Pero no. A través de las décadas la concatenación de errores sólo ha podido amortiguarse por dos elementos que privan, por desgracia, entre sus seguidores: la xenofobia y, por consiguiente, un nacionalismo exacerbado y ramplón que contradice los sostenes de la moderna globalización. A estas alturas, tras mostrarse el “pato” Donald Trump, el miserable, con todo su fulguroso racismo, me aterra, como ya he expresado, el hecho de que exista entre el electorado estadounidense, cuando menos, la mitad de seguidores de una política belicosa, incendiaria, brutalmente discriminatoria y perseguidora de los inmigrantes cuyos brazos abaratados sustentan la economía del sur estadounidense. 

Ya hemos percibido, desde hace un año, el mal talante contra los mexicanos en no pocos ciudadanos y funcionarios de la Unión Americana; a medida que Trump aumentó sus momios en las encuestas cuando candidato, las fobias igualmente se observaban al alza al grado de que el trato y el lenguaje corporal hacia los mexicanos eran ofensivos por evidentemente despectivos. Bastaban las miradas para medir la sorna y el desdén que les producía nuestra noble condición de mexicanos y de visitantes, dos razones suficientes para merecer una recepción menos fría y, desde luego, con igualdad de cortesías respecto a los residentes. 

Hace un año se avizoraba la fuerza de Trump, incluso en entidades en donde los inmigrantes forman un círculo de electores importante, como en Florida, Texas y California.
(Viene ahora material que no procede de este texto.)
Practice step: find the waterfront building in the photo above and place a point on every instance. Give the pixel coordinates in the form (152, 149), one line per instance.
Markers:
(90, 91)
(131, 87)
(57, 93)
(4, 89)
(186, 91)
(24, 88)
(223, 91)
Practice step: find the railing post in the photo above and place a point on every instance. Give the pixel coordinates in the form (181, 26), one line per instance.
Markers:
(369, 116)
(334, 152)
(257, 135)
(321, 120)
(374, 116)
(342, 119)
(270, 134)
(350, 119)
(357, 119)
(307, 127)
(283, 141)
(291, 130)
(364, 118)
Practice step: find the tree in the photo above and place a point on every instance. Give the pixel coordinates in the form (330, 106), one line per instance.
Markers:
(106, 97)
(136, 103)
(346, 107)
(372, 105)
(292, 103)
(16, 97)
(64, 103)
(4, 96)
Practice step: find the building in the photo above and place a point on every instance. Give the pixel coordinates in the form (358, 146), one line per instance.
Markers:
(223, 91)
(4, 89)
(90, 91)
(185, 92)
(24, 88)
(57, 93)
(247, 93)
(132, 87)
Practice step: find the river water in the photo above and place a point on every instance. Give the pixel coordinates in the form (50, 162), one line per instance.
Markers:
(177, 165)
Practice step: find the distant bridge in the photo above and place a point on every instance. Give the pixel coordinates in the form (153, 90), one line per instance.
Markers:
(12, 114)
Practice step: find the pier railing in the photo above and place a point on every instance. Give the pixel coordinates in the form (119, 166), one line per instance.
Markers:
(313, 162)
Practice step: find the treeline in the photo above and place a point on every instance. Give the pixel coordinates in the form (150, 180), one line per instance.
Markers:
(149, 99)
De hecho, sólo en este último estado de la Unión era predecible el apoyo a la señora Clinton sobre todo gracias a los buenos oficios de sus operadores que exaltaron las burdas maneras del adversario republicano hasta mostrarlo de cuerpo entero, incluso desnudo como decenas de figuras, con aire de Botero muy lejano, expuestas en los jardines de Nueva York y no muy lejos de la pomposa Trump Tower que ni siquiera es suya exceptuando un piso de oficinas y el restaurante.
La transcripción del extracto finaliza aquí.